I actually did something new. I went to a car show at my local Harley Davidson dealership. There were lots of different types of vehicles and it was interesting looking at how the owners spiffed them up.
Last Sunday I was feeling horrible for a couple hours. I was going through and deleting old emails. I read about a dozen or so when tears just began to well up in my eyes. Reading through those emails from a dark time in my life was surreal. I remember how I felt when I initially received each of those items. How horrible I felt about myself and about my life. It still truly amazes me how people in this world can be so deceptive and so cruel. How people can be so comfortable telling lies.
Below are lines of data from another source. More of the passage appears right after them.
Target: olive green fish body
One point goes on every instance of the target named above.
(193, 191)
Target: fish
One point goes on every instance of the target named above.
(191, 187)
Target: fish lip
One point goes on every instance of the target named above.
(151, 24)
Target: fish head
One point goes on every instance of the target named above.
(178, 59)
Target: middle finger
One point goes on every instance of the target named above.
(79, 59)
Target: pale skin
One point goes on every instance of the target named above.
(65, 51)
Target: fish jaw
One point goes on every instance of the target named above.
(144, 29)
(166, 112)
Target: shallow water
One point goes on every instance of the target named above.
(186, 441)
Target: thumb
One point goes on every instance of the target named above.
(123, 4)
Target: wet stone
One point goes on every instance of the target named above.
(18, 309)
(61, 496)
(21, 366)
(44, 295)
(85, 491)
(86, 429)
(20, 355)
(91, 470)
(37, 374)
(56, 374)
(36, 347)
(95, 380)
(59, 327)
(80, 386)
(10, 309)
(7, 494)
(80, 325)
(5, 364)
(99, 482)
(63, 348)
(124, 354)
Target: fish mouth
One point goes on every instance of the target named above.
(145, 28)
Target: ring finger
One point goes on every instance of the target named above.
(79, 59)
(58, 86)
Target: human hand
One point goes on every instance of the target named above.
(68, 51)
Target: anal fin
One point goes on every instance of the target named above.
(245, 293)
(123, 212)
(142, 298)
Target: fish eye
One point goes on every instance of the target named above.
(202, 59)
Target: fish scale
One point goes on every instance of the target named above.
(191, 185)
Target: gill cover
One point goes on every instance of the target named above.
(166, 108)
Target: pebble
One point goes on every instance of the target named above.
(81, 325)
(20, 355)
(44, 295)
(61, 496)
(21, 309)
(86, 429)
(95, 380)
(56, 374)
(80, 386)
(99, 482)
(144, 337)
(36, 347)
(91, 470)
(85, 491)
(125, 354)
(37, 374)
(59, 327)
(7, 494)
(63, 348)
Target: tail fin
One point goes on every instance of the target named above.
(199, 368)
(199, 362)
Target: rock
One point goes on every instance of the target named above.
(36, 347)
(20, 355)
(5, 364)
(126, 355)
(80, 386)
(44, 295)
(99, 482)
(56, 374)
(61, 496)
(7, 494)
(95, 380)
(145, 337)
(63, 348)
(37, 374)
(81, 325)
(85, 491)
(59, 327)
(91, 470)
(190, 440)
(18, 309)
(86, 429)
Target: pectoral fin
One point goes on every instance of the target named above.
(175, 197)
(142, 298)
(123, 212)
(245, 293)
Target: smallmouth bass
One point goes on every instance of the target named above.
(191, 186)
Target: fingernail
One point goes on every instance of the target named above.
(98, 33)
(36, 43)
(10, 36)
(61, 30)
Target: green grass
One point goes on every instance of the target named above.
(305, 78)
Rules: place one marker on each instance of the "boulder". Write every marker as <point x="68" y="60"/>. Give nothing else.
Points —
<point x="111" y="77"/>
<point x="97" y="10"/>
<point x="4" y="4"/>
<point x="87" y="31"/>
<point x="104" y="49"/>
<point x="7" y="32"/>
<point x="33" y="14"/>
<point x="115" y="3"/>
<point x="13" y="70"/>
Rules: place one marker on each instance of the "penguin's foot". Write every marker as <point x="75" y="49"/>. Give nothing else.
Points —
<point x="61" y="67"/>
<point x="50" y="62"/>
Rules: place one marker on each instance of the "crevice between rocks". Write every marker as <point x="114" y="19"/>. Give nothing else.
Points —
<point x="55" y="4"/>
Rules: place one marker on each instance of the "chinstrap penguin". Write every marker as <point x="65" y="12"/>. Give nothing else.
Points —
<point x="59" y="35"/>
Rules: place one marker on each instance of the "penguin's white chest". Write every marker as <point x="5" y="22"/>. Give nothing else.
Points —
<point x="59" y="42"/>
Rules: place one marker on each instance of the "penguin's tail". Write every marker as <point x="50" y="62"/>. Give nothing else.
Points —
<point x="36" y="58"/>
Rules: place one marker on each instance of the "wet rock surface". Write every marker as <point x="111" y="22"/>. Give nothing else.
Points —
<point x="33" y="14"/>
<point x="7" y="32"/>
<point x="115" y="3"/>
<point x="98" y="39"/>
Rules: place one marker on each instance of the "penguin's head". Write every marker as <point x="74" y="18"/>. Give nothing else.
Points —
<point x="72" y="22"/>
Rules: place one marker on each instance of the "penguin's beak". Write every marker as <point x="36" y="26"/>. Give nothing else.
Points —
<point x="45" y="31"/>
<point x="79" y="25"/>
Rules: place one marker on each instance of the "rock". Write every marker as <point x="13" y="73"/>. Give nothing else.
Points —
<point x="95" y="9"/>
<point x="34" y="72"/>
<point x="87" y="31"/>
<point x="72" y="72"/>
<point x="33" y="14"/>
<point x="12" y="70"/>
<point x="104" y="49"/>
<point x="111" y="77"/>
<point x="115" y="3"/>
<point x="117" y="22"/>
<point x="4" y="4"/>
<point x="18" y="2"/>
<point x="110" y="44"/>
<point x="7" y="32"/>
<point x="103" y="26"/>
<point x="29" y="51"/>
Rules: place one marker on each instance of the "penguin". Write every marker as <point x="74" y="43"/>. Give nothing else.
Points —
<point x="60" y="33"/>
I have to say that lies of omission are just as bad as spoken lies.
Me: I love you (in my mind meaning I love you with all my heart)
Him: I love you too (in his mind meaning I love you as the Mother of my children)
There really should be no need to decipher what "I love you" means when someone says it to you. But I found out that every time he said he was thinking HIS OWN interpretation. Sad but true. He didn't love me anymore. He loved that I was the mother of our children. So while I meant the words with my heart, he was meaning something altogether different. WHO DOES THAT? My ex.
We're divorced now and my life is so different now. While I still have those moments (or those days) when I feel unsure, for the most part I'm in a healthier place. I'm no longer crying every night. I'm not walking on pines and needles. I'm not overthinking every word I say. I'm not censoring how I act in my life. I'm free to be me now. It's amazing to live unguarded. AMAZING!